Quantitative Proof: Better Clients Get Better Work

The Good Client

When I was a client I subscribed to the better clients get better work theory. Then while working at Saatchi Healthcare I saw first hand how the best clients got the best people. Well-regarded agency personnel could actually refuse to work on accounts with difficult clients. Talent is that important to an agency. But it was not until I worked with 99Designs that I got quantitative proof of how being a good client results in better work.

99Designs is an online graphic design marketplace of over 300k designers who participate in customer design contests to create basic design such as logos, websites and collateral.  Customers purchase design packages offering different levels of designers, quantities of design and support. The design package I purchased for logo development promised I would receive 60 designs.

I received an astounding 273 designs from 62 designers. And at least 90% were on brief and attractive. When I called the 99Designs customer service department I was told that the amount of designs I received was unusual, but explainable—I was a good client.

Being a good client is not rocket science. It the same whether working virtually or in person. I provided good direction and feedback. But what was different was 99Design’s ability to quantify how good a client you are. The automated briefing feature allowed 99Designs to see whether I took the trouble to attach samples of logos I liked. They could also see that I uploaded additional creative instructions.

Most importantly, 99Designs tracked the extent to which I took the trouble to provide feedback using their automated rating system. I rated 99% of the designs I received, often adding a sentence or two in addition to using the 5 star scale.
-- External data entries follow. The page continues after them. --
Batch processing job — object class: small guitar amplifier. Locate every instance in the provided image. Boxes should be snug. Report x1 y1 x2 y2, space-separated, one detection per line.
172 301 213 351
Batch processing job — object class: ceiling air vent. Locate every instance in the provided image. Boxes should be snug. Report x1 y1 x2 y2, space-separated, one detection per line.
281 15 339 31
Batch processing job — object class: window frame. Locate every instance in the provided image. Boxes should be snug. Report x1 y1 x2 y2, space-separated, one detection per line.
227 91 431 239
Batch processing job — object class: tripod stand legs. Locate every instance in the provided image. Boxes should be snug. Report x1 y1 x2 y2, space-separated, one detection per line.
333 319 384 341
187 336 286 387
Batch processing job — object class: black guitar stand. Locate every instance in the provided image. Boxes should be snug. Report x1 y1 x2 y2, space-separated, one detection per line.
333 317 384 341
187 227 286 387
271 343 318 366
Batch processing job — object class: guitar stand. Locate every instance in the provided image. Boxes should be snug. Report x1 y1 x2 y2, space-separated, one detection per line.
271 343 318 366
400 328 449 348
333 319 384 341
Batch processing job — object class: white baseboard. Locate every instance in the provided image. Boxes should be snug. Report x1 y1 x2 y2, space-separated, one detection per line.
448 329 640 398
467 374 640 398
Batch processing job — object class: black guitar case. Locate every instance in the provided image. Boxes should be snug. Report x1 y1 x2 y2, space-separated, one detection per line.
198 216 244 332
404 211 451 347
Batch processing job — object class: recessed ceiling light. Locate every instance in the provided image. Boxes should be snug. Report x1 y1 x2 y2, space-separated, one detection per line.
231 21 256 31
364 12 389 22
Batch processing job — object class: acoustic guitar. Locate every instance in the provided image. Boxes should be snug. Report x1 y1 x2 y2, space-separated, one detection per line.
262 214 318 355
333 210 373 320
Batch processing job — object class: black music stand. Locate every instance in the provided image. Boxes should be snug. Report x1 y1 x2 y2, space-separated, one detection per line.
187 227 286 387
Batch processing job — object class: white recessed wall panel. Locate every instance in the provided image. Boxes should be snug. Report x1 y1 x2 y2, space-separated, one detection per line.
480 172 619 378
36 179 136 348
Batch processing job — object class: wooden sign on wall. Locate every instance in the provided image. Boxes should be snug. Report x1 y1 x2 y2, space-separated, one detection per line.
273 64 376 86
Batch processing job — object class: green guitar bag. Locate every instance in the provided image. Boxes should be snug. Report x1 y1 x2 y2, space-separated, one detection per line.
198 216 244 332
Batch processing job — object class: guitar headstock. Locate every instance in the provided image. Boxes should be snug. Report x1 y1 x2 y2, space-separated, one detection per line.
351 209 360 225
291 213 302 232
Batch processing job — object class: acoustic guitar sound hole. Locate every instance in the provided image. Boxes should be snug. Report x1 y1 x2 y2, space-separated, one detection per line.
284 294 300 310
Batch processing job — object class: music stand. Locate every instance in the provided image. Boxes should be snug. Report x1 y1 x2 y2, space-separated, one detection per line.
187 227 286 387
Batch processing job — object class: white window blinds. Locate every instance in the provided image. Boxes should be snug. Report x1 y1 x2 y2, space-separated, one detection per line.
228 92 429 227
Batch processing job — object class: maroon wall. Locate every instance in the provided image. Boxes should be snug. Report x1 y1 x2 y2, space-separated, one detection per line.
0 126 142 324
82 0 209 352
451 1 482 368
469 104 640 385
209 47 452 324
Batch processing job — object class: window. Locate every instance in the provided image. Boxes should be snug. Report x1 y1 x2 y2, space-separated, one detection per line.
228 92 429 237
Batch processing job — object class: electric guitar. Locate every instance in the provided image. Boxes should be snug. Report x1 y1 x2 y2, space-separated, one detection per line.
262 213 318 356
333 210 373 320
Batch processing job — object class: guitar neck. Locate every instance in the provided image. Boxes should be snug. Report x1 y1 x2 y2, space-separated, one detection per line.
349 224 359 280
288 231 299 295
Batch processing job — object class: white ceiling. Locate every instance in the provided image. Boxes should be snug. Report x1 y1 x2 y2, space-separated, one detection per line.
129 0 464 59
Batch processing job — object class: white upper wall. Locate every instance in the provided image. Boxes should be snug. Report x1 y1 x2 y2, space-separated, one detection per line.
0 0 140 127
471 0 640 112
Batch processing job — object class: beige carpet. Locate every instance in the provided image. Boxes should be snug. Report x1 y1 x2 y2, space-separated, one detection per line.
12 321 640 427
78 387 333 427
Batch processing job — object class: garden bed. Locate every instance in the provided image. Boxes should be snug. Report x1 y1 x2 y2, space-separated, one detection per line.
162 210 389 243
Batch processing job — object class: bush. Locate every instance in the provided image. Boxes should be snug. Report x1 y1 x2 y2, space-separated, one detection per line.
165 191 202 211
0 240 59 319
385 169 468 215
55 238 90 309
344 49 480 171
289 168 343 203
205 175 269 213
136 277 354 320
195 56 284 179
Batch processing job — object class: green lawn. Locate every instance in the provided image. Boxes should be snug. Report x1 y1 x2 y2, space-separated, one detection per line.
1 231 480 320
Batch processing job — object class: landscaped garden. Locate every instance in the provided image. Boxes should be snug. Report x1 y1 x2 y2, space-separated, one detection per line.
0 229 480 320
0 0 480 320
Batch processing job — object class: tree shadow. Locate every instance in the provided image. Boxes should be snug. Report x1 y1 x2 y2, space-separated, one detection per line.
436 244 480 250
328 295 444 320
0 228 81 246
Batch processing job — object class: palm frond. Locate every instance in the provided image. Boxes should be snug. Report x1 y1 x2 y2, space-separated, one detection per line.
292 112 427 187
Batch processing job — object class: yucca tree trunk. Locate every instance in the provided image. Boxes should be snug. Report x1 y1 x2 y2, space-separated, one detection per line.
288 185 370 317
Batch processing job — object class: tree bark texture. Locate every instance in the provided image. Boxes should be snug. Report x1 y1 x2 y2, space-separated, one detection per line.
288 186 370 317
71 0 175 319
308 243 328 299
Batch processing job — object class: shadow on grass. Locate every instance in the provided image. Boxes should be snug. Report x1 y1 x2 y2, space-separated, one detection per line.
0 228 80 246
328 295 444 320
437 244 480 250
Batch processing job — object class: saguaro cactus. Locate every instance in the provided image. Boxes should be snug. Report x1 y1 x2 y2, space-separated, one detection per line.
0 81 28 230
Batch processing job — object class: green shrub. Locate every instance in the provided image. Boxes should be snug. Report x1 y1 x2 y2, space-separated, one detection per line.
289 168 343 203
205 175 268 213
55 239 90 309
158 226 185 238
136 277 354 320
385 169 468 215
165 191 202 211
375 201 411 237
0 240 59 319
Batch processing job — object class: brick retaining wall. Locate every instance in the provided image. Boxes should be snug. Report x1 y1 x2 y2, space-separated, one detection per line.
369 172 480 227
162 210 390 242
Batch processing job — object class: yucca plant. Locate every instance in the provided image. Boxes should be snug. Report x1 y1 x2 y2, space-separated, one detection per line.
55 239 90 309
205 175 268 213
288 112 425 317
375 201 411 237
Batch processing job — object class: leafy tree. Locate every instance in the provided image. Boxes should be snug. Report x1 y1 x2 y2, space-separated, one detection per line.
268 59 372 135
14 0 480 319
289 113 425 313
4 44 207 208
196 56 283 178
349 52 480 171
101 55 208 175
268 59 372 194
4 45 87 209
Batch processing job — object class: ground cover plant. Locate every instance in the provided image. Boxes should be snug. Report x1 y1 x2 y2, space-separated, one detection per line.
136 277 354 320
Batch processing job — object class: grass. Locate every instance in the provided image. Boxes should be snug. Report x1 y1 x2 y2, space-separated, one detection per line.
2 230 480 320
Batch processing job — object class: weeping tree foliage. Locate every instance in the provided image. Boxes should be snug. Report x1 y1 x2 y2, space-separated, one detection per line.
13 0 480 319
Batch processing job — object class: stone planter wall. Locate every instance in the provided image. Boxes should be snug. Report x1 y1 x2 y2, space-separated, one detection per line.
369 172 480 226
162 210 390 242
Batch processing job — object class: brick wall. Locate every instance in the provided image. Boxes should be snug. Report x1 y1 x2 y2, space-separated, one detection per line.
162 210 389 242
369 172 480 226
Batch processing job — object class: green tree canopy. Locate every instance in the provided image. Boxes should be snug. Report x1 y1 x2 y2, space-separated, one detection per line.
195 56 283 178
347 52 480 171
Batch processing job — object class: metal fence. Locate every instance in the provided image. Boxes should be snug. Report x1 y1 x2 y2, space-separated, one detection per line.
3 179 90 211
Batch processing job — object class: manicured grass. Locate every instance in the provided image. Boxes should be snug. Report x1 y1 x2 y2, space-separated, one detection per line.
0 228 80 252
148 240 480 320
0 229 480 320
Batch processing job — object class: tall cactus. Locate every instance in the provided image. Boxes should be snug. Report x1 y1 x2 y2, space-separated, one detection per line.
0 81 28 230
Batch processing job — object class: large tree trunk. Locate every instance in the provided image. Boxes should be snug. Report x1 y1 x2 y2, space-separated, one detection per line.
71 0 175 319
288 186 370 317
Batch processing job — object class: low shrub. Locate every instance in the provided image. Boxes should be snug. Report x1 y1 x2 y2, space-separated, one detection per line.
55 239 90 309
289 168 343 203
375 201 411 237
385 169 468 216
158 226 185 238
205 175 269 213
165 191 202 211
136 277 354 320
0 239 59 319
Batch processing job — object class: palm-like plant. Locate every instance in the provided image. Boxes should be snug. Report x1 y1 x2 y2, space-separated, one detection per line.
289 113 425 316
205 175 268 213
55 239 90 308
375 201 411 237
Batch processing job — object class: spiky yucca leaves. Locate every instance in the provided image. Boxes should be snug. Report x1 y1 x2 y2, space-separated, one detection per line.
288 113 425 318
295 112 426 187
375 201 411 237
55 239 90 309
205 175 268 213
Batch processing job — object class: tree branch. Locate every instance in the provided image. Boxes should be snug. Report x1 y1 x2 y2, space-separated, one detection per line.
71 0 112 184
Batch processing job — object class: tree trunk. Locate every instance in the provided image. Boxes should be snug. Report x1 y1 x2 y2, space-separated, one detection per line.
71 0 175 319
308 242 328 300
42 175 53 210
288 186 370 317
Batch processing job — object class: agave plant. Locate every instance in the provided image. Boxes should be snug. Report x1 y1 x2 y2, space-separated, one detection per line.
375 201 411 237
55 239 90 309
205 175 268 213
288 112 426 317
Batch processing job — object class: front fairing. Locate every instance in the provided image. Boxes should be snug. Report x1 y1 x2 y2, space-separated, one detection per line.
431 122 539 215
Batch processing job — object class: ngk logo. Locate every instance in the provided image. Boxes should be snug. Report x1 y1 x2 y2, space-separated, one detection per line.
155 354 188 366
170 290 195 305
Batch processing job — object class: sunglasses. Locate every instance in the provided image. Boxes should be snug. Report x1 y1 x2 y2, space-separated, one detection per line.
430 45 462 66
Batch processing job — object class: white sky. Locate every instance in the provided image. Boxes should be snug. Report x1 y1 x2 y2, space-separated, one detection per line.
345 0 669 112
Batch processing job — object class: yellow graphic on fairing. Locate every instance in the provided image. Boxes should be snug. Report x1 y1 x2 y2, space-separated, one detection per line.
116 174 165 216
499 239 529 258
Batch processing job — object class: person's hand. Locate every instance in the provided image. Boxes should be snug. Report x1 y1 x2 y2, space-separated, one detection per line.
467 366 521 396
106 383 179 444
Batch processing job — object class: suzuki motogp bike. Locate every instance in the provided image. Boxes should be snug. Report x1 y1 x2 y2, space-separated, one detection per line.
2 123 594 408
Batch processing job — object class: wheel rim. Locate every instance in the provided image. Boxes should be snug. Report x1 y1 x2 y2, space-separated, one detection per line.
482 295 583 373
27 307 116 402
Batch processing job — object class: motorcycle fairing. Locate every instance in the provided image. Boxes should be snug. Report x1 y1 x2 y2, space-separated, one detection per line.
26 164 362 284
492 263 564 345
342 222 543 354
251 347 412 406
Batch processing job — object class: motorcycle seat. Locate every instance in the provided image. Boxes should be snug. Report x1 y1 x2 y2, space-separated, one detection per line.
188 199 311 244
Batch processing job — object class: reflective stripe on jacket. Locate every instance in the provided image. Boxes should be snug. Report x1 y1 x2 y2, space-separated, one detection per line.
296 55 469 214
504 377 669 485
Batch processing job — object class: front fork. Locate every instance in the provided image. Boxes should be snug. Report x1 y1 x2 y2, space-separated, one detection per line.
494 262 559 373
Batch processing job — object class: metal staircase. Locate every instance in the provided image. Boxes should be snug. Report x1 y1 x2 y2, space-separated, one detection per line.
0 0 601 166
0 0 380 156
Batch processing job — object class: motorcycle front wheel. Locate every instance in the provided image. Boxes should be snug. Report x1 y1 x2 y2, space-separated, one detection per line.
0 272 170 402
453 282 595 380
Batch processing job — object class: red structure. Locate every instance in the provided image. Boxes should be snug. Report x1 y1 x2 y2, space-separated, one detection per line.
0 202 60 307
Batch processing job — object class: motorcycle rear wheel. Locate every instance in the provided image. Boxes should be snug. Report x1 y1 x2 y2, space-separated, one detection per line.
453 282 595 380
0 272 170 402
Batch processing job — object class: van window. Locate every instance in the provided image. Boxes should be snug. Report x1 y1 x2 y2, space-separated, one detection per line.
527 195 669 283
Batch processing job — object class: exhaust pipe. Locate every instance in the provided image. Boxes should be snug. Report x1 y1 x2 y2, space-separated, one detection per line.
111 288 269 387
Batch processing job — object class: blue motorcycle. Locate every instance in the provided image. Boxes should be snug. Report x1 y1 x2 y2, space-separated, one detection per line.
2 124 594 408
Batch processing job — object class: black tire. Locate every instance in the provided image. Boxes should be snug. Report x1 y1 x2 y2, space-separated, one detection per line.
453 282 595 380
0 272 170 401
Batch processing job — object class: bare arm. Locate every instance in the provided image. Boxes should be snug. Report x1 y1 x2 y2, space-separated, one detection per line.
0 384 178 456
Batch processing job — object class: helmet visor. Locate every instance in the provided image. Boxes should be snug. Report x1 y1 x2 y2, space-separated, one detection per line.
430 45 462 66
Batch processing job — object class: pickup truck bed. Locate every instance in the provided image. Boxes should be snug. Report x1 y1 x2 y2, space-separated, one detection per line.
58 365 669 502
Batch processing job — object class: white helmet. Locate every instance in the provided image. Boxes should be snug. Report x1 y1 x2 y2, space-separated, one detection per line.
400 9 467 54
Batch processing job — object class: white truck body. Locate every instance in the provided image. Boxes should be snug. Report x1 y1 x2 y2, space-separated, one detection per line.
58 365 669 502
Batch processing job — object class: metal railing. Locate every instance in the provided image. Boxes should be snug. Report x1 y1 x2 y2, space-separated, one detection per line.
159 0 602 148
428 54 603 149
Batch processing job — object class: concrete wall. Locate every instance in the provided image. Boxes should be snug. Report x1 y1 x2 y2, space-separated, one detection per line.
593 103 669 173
As free agents, potential designers often watch a contest for a while to see if it is worth entering. If no one is bothering to rate existing designs, then the designers don’t feel the client is serious. In addition, ratings provide designers with additional direction about what might result in the winning design. Remember, designers are in it to win it.

Certainly there are 99Design “haters” in the design community who feel that asking designers to submit spec work on the hopes they will get picked is abusive. But I also think there is something liberating for designers getting to decide if a client is worthy of their efforts.

What my 99Design experience showed me was it is worth the effort to put time into providing clear direction and feedback. It is also worth the effort to train marketers on how to provide useful input, something that is rarely done, at least in the pharmaceutical industry where I have spent the bulk of my career. And finally, it is worth the effort to try these new crowd-sourced businesses. You just might get more for less, something every marketer is looking to do, no matter what industry vertical you work in.